Después de muchos meses de silencio y largas noches de planificación, cuando anunciamos que estábamos emprendiendo este viaje tuvimos todo tipo de reacciones.
Algunos, los más cercanos, se alegraron por nosotros y nos trataron de asesorar en todo lo que pudieron. Estuvieron y están ahí, día a día, sosteniéndonos a miles de kilómetros de distancia, callando que nos extrañan y poniendo sus mejores caras.
Otros, de diferentes círculos sociales, se mostraron más cautelosos. Pero también están presenten y nos esperan, nos preguntan y dejan que nuestro viaje se vaya haciendo, paso a paso, con nuestras propias experiencias.

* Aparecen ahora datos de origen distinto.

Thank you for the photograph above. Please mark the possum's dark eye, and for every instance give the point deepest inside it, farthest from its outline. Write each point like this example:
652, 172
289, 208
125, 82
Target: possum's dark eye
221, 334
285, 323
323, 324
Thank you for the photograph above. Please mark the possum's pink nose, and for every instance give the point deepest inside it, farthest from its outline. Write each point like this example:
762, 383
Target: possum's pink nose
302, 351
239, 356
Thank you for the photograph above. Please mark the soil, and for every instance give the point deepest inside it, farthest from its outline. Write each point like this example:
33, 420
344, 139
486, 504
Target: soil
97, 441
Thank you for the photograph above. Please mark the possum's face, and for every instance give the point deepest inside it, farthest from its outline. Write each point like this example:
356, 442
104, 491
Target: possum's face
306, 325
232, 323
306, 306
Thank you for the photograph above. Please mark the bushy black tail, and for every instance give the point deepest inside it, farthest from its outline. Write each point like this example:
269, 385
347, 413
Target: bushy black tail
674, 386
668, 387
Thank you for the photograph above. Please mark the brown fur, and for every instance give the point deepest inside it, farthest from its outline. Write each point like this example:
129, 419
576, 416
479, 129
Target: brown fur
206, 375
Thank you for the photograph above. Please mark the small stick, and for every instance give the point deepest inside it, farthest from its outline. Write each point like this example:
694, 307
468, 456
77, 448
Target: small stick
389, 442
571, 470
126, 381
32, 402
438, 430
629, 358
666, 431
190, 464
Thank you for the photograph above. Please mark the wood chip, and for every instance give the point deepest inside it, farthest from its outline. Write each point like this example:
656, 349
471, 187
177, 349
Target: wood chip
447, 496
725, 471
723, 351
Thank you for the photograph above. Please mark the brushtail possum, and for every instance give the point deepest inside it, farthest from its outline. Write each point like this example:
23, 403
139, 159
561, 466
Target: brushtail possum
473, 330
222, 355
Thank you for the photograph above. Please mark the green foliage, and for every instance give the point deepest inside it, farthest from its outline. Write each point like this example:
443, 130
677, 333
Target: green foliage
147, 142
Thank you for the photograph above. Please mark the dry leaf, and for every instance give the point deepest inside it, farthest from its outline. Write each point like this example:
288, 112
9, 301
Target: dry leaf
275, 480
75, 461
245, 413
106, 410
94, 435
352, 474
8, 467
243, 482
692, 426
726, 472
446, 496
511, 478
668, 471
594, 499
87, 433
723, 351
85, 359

Pero también hubo varios que ante la noticia imaginaron no se qué paraíso que anhelan sus mentes y proyectan en uno cosas que no existen. Muchos sabrán que es difícil lidiar con la imaginación de los demás. Más aún cuando hay días que distan mucho de habitar el paraíso y los demás piensan que estás pelando cocos todo el día.
Como no me canso de decir, generalizando un poco, al parecer existen dos Brasil: el de las playas y el de las ciudades, el idílico y el brutalmente real, el extremadamente rico y el dolorosamente pobre. Así como también dos tipos de brasileros: el que te lleva por delante, es asquerosamente soberbio, te mira desde arriba y te tira su auto en las calles, o el que grita por todo, sin tener demasiados motivos, pero que te sonríe cuando te ve llegar, trata de ayudarte y hasta se aprende algunas palabras en español y te las dedica para que te sientas más en casa.
Mientras tanto, acá estamos, casi al final de este camino, contando las horas, entre Argentina y Brasil, entre los distintos imaginarios, con un pie en cada lado y aprendiendo de cada cosa.